Jason Westin, MD, MS, FACP: I agree. And this population on the study is not super refractory, but it’s not a cherry-pick population in the sense where there aren’t sick people here. A lot of these people were refractory for their most recent therapy, not initially primary refractory. This is perhaps not every patient in the clinic fits in to the eligibility criteria for this study, but it is an ineffective therapy. And as Dr Flinn mentioned, those that get a CR [complete response] have an awesome durability of response. The duration of response is almost CAR T cell-like for these patients. This is a therapy that has a big future. The concern that we’re all dancing around about, if this person were to get this and not respond, could you potentially go to CAR T cell having used a CD19- targeted therapy and another CD19-targeted therapy. We don’t know, but I don’t think there’s a huge risk that you’re going to be CD19 null afterward. Antibodies aren’t for the same selection pressure that CAR T cells are for selecting out CD19 or CD20 or whatever the target is null.

We’ve seen patients with prior Rituxan who are CD20 negative, but you just need a tiny bit of antigen for CAR T cells to work on the cell surface. And you’ll notice in the labels for CAR T cells, there’s no requirement for checking for CD19 expression because it’s there in nearly every patient, at least at some level, and that’s all you need for CAR T cells to work.

Capecitabine, lenalidomide would be an appropriate option to consider for this patient, even if you were potentially considering therapy down the road with CAR T cell.

Kami Maddocks, MD: You guys have highlighted the challenges of a patient who’s refractory to chemotherapy. You know they were excluded from this trial, at least primary refractory, so is there concern using that but at the same time just giving them more chemotherapy is very unlikely to work so maybe this a reasonable choice in that setting. And then also the concerns about targeting CD19. Hopefully we’ll have more data on the antibody, the ADCs [antibody-drug conjugates] that are being developed. Is it really, is CAR T cell a reasonable option after those therapies are used?

Does anybody have any feelings or comment second line versus third line? Is this something that you’d say, “Well, I’d use it but I’d prefer to use something else as a second-line agent versus a third-line agent.” Does this define a difference in this treatment versus our other treatments like selinexor or BR-POLA, CAR T. Do you have to fail a second-line treatment whereas this approval was in the second-line setting. Does anybody have any hesitancy or feelings regarding that?

Loretta Nastoupil, MD:There was a large portion on this study that did include patients at second-line. My general thought is we want to reproduce the great overall survival of PFS [progression-free survival] seen. It’s probably going to perform better in second-line, though I agree with Ian’s comments earlier. If I’m really headed to CAR T, even though we don’t have any proof that you’re going to lose CD19 or have selective pressure for a CD19-negative clone, I probably would reserve it for a third line if I clearly am moving straight to CAR T. But otherwise I think it probably will perform better in second-line.

Kami Maddocks, MD: It’s always a challenge, do you want to save a therapy because it might interfere with CAR T, but you have a patient sitting in front of you and you have to be able to get them into response because CAR T is not going to be an option. It certainly is a challenge and I think you’re right, we need more real-word data on the best way to sequence these or what we can treat, how we can treat patients with these regimens.

I’m looking at the regimen, is there anything that schedule can be intense? Are there pros and cons or barriers that you foresee to patients receiving this treatment?

Ian Flinn, MD, MPH: This might be an ideal patient, it might be an ideal therapy, it’s relatively less intense. This patient’s older, primary refractory disease, and it’s a relatively ideal therapy for this patient.

You know there are pros and cons of any therapy. The cons here are that it’s combined. There are some IB elements of it, and the patient’s constantly coming back into the office for an unedited period of time. I mean the pros are, other than some hematopoietic toxicity, by and large it’s pretty well tolerated. Andit’s almost a kinder or gentler therapy for this older patient, that’s a plus.

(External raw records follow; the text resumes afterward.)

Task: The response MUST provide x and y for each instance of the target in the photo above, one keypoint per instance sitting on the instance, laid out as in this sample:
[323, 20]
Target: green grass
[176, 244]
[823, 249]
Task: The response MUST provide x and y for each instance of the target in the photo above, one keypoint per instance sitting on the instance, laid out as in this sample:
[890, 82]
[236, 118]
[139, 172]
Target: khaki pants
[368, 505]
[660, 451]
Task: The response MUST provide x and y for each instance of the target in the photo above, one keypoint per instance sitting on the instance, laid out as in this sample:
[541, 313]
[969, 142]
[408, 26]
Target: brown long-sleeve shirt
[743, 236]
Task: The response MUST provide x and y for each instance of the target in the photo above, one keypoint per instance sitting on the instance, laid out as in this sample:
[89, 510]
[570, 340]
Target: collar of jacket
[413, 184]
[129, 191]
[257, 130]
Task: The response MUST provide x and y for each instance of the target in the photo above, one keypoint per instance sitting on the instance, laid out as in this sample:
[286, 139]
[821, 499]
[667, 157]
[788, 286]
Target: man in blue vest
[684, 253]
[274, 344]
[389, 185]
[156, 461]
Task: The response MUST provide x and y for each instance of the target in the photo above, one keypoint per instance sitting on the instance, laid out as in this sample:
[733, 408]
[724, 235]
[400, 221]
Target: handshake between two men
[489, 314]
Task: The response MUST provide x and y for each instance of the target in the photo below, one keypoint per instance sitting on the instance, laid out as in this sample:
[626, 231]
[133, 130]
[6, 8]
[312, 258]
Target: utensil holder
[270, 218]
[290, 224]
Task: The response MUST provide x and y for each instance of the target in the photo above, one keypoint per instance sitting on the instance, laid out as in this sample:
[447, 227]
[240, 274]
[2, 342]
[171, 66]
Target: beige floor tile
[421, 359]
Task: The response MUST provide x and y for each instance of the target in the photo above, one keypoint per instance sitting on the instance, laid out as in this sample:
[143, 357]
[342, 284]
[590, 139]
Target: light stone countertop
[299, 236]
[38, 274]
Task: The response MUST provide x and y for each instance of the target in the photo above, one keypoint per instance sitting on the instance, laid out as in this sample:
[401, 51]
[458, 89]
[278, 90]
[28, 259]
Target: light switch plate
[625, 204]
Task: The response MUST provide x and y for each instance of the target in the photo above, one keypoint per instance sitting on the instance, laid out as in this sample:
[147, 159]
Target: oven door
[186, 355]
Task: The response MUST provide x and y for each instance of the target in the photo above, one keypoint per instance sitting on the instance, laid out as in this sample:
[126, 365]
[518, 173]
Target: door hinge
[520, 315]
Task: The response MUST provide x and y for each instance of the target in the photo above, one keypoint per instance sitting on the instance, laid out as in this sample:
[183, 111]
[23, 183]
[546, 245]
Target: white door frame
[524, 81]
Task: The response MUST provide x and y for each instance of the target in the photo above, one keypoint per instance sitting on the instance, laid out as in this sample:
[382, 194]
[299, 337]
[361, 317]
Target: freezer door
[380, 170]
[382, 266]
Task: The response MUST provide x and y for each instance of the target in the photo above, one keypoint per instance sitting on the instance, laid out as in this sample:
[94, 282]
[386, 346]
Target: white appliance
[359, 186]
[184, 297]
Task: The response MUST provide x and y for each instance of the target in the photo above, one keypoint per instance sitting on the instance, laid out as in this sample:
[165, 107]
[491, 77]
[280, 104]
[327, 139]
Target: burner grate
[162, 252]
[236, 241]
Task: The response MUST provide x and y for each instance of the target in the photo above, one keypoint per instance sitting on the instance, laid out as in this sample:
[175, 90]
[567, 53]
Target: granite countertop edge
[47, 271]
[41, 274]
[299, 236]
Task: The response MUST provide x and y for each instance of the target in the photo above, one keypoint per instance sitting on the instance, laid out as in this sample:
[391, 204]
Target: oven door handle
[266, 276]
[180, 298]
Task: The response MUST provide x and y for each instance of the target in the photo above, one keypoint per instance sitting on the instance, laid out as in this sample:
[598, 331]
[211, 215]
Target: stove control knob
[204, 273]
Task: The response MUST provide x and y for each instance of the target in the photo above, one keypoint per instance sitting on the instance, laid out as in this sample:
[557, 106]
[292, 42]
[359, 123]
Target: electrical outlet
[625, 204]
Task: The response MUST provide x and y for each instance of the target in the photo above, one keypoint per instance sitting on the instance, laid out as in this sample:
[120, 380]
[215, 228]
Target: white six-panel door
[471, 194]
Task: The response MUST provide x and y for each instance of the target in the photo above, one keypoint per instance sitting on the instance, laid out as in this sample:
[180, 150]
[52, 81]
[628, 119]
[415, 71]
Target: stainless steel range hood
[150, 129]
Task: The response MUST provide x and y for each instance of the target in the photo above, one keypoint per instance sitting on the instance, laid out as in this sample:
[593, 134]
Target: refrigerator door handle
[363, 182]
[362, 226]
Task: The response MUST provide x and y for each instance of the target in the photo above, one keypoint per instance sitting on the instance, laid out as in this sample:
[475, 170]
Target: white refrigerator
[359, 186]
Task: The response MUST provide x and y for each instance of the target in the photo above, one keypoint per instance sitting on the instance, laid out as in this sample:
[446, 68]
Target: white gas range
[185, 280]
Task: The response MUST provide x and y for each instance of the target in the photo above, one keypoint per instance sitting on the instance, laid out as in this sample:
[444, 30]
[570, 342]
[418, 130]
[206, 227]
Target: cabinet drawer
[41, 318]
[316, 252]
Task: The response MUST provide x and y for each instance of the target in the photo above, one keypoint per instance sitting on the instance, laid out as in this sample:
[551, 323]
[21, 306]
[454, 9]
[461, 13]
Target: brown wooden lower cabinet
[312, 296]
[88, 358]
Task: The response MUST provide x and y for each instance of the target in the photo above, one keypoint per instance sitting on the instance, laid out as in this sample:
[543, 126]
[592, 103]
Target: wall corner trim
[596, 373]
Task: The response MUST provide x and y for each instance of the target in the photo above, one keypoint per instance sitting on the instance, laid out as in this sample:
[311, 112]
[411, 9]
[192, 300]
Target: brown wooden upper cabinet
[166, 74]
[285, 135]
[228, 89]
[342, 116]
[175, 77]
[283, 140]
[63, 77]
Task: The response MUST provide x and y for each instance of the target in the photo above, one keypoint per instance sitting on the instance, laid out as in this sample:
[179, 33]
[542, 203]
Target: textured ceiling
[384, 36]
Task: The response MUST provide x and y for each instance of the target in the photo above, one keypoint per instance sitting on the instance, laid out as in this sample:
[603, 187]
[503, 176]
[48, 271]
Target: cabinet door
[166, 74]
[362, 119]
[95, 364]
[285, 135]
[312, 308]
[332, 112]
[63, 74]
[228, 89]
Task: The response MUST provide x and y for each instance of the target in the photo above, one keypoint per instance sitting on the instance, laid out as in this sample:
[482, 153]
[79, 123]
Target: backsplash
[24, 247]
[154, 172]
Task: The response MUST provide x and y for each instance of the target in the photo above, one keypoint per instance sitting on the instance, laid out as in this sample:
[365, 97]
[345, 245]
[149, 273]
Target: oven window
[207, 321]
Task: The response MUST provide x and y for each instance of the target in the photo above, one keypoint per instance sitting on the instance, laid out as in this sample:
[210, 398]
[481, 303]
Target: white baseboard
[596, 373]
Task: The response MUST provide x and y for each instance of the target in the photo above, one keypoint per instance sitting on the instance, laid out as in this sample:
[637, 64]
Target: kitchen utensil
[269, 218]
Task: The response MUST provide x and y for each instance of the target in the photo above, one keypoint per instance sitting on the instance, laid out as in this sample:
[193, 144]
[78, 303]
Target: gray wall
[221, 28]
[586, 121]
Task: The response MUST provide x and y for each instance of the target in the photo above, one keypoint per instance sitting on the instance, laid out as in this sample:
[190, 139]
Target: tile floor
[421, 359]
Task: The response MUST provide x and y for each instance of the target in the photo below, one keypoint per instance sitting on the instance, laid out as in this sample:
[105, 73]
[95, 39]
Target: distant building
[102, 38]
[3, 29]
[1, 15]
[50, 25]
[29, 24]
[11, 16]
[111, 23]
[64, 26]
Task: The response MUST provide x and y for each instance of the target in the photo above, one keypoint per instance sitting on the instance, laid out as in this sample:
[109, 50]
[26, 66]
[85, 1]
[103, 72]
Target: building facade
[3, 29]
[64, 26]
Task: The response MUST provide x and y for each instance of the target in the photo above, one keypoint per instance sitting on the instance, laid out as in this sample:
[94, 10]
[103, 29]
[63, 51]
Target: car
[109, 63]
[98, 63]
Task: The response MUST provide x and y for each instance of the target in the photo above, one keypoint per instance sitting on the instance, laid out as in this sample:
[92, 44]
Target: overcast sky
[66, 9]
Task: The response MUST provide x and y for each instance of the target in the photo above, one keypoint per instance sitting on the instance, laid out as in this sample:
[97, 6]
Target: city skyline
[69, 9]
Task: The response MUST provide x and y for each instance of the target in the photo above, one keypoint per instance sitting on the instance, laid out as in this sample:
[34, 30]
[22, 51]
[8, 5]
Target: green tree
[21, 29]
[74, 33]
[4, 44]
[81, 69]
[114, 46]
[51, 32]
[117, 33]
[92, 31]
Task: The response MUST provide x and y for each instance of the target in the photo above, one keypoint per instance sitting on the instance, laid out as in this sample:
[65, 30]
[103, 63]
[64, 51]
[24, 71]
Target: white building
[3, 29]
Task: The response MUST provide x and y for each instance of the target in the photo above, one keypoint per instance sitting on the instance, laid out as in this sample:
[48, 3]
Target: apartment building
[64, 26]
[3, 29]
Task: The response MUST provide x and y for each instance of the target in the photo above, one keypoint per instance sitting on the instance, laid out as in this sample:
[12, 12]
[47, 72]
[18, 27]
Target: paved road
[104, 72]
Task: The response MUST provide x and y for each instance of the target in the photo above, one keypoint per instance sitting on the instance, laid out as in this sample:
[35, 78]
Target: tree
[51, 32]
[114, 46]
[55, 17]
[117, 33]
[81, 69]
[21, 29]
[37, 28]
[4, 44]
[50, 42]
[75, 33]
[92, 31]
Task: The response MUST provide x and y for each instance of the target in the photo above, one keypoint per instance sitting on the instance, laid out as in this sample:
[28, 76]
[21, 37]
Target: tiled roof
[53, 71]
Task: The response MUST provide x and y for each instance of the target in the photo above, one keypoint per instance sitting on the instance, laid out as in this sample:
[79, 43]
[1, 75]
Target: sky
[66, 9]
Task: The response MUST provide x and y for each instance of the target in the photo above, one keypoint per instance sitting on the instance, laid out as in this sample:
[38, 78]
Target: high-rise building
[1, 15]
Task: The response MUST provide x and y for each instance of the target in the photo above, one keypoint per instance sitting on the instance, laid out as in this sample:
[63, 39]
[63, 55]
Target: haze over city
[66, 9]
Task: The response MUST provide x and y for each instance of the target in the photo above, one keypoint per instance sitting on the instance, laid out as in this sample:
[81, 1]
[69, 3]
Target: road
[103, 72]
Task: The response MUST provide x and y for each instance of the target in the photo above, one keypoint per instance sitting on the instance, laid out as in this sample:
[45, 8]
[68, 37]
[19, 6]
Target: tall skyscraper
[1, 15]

Kami Maddocks, MD: In this trial they did treatment until progression, how do people feel about using this maintenance in diffuse large B-cell lymphoma? I mean I think one could argue maybe though CR [complete response] patient didn’t need the maintenance because once they achieved CR they were going to stay in a CR, and those were most of the patients that stayed on. But any comments or feelings from your perspective, or maybe a patient perspective, thinking about that maintenance?

Loretta Nastoupil, MD:I have never been a fan of maintenance in large-cell lymphoma. However, the overall survival is hard to argue. But I 100% agree with you that for those CR patients, it would be interesting to see what a treatment holiday results in. And then if you rechallenge those patients, do they respond. I struggle with it in terms of the duration of treatment, particularly for younger patients who are going to need to resume somewhat of a normal life and get back to a normal work schedule. Every 2 weeks indefinite is challenging.

For our older patients, the alternative may not be great, it’s death, they might be more amenable to that, frequent visits to the office. But the schedule is challenging.

Jason Westin, MD, MS, FACP: I agree with Dr Nastoupil. There’s no historical precedent for maintenance therapy for large-cell. Lenalidomide potentially in this frontline study had some benefit, but it wasn’t inclusive. The challenges here are there’s still disease and we just don’t have the tools yet. As we get circulating tumor DNA assays that are more robust, can measure, does this patient have cancer that you’re suppressing, or potentially could there be a cure? We don’t yet know.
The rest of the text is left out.